While his godfather who would give him the greatest political blow in his life was smiling at his amateurish foe, Obaseki in his childish innocence or ignorance rushed to the Screening Committee with his controversial certificates. He was woefully disqualified. Obaseki laid landmines for himself. He was blown off irredeemably with his wings of self-delusion. His predicaments could have been salvaged if he had not fallen off with, not only his godfather, but other critical stakeholders of his political party, the All Progressives Congress, the APC.Ordinarily, there could have been two options fashioned out for Obaseki, by his political party if all was well with him and his godfather from time immemorial. These were: first, the All Progressives Congress, his political party could have asked him to keep his controversial certificates and presented only his Ordinary Level Certificate which would constitutionally qualify him as a gubernatorial candidate, scaling the primaries effortlessly. This they knew quite well, but Obaseki had to pay for his atrocities. He fought the gods and the godfather.

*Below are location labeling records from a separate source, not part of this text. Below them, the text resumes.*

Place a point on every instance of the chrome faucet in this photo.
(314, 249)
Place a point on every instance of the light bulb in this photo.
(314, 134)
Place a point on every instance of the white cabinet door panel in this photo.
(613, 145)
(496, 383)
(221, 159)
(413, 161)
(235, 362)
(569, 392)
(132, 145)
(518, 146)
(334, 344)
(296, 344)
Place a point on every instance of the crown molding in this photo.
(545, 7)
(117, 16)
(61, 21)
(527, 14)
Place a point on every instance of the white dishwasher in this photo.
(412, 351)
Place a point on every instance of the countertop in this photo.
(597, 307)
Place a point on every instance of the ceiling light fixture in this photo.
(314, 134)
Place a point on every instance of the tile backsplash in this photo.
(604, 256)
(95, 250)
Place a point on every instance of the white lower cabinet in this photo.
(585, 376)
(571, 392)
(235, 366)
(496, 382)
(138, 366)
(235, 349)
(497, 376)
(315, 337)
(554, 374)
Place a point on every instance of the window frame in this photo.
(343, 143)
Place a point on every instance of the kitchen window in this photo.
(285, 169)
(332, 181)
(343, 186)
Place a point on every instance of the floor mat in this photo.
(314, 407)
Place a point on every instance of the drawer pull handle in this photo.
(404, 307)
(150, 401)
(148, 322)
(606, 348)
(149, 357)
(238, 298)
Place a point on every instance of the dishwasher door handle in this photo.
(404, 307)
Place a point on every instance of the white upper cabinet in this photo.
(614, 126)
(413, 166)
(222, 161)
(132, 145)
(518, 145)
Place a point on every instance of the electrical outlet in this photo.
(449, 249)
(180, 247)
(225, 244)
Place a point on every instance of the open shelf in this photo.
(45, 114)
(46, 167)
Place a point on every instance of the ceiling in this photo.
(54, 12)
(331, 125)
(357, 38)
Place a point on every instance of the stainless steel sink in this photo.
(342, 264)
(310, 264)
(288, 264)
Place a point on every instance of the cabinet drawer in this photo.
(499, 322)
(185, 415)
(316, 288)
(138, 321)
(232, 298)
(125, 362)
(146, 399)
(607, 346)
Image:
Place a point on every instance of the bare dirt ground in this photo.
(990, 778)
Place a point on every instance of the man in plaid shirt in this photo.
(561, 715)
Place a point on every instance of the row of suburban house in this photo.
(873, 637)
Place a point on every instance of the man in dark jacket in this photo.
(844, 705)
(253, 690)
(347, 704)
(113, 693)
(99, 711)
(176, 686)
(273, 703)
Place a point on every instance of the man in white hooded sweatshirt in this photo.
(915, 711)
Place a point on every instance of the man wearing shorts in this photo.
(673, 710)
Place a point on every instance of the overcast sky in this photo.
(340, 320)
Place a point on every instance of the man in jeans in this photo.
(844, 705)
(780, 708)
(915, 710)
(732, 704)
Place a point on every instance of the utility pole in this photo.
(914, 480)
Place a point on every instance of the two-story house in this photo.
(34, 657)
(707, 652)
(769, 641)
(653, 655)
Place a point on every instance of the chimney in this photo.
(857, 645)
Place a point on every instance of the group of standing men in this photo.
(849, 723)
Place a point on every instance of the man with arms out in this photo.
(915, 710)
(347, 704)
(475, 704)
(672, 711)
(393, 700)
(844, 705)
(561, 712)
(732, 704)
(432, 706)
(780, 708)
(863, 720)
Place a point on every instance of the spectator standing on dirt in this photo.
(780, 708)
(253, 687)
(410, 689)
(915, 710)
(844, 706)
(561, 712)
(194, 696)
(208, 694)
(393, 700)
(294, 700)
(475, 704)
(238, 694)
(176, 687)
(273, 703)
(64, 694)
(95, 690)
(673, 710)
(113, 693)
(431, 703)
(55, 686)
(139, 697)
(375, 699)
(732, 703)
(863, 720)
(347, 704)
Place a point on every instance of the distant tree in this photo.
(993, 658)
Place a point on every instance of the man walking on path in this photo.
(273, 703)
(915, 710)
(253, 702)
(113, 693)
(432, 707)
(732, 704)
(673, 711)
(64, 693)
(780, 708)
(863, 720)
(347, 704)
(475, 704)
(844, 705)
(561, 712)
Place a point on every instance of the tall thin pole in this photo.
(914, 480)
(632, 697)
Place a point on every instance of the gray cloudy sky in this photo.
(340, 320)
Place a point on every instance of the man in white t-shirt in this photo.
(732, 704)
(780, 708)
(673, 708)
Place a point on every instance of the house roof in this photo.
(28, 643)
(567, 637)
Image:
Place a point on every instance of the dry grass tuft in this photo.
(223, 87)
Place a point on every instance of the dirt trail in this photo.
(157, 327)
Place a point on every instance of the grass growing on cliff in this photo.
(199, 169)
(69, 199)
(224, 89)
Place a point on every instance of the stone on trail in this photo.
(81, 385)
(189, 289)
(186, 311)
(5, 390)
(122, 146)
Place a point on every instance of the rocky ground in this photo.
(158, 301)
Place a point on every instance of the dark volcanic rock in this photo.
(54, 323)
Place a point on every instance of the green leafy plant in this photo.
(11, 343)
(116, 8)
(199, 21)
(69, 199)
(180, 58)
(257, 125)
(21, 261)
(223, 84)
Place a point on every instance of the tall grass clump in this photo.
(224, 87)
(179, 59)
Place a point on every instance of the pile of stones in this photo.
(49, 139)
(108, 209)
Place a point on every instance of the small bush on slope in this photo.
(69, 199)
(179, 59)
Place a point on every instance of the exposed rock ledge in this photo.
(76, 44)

On the other hand, if the APC as party would want to avoid the embarrassment they were treated to in the Bayelsa State elections where the Supreme Court nullified the results of the party’s candidate twenty-four hours to the inauguration, Obaseki would have been made to reach a gentleman deal with his party –  to step down for a more qualified candidate,  and then rewarded with a juicy political appointment afterward, either at the State or national level. But that cannot be in the present circumstance! He fought with the gods. He must pay for it.The challenges of godfatherism in Nigerian politics are enormous. It cages the beneficiary, brings underdevelopment to the affected constituency and to the country at large. It encourages corruption and ineptitude in governance.

While godfatherism cannot easily be expunged from Nigerian politics, it behooves the beneficiary to be highly diplomatic; an astute player of politics, and a “balancer” between his benefactor, the government, and the electorates. It takes a man who is humble or seen to be humble by his “employer”, to avoid playing into the hands of these taskmasters. Whoever benefits from godfatherism should learn to touch the two ends of the pendulum; if not simultaneously, then at least very close to it.